CC-301b · Module 2
Event-Triggered Skills
3 min read
Most skills fire on user prompts — you type a trigger phrase, Claude loads the skill. Event-triggered skills fire on system events: a file is saved, a test fails, a git commit is made, or a build completes. They are the reactive counterpart to prompt-driven skills, and they enable automation patterns that do not require human initiation.

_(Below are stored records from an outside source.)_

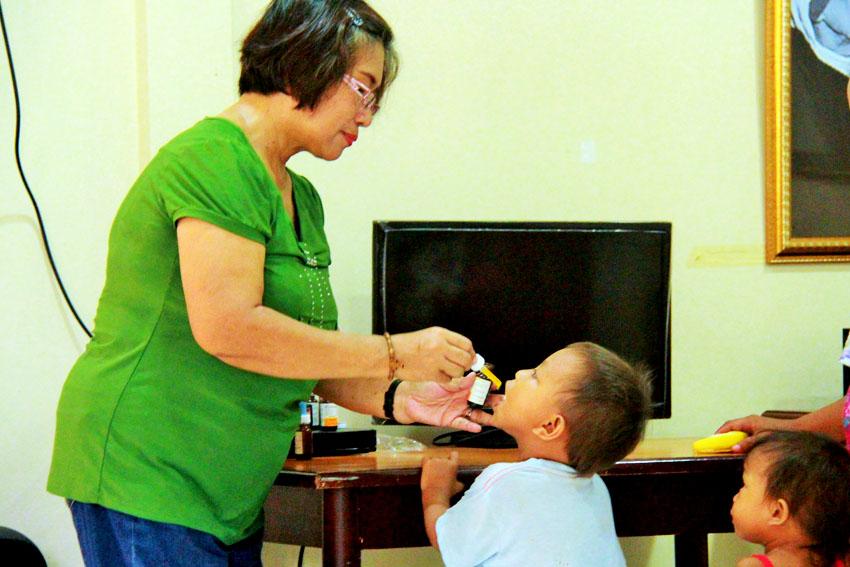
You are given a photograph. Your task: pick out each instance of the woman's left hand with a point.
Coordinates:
(443, 404)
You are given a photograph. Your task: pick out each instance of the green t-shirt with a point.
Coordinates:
(148, 423)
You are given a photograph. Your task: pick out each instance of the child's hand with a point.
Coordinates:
(439, 476)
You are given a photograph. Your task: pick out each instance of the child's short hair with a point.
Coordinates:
(811, 472)
(607, 411)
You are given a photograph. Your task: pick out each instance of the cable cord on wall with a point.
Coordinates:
(24, 179)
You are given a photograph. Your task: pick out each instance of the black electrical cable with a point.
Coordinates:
(24, 179)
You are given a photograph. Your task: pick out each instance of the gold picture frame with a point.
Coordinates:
(787, 197)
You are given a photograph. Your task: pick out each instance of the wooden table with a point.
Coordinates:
(372, 501)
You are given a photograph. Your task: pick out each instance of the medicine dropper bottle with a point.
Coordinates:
(304, 436)
(484, 381)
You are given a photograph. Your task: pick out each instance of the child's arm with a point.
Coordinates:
(439, 483)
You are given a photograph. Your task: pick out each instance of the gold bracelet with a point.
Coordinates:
(395, 363)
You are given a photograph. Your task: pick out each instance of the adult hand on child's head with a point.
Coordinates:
(753, 425)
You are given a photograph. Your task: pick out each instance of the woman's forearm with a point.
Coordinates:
(828, 420)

The mechanism is Claude Code hooks. A hook monitors for a specific event — PostToolUse (after Claude edits a file), Stop (after Claude finishes a task), or PreToolUse (before Claude executes a command). When the event fires, the hook runs a script. That script can invoke a skill by writing a message to Claude's input. The chain is: event → hook → script → skill invocation.
The canonical example is a test-on-save skill. A PostToolUse hook detects that Claude edited a .ts file. The hook script checks if a corresponding .test.ts file exists. If it does, the script invokes the test-runner skill, which runs the relevant tests and reports results. If tests fail, the skill feeds the failures back to Claude as a blocking instruction. Claude fixes the code. The hook fires again. The loop continues until tests pass.
Event-triggered skills must be carefully scoped to avoid infinite loops. If a skill triggers on file edits and the skill itself edits files, you get a cycle. The solution is scope guards in the hook: "Only trigger on files in src/, not in .claude/ or node_modules/." "Only trigger on .ts files, not on .json or .md files." "Only trigger once per file per Claude turn, not on every intermediate save." Scope guards are not optional — they are the safety mechanism that prevents event-triggered skills from consuming your entire token budget in a loop.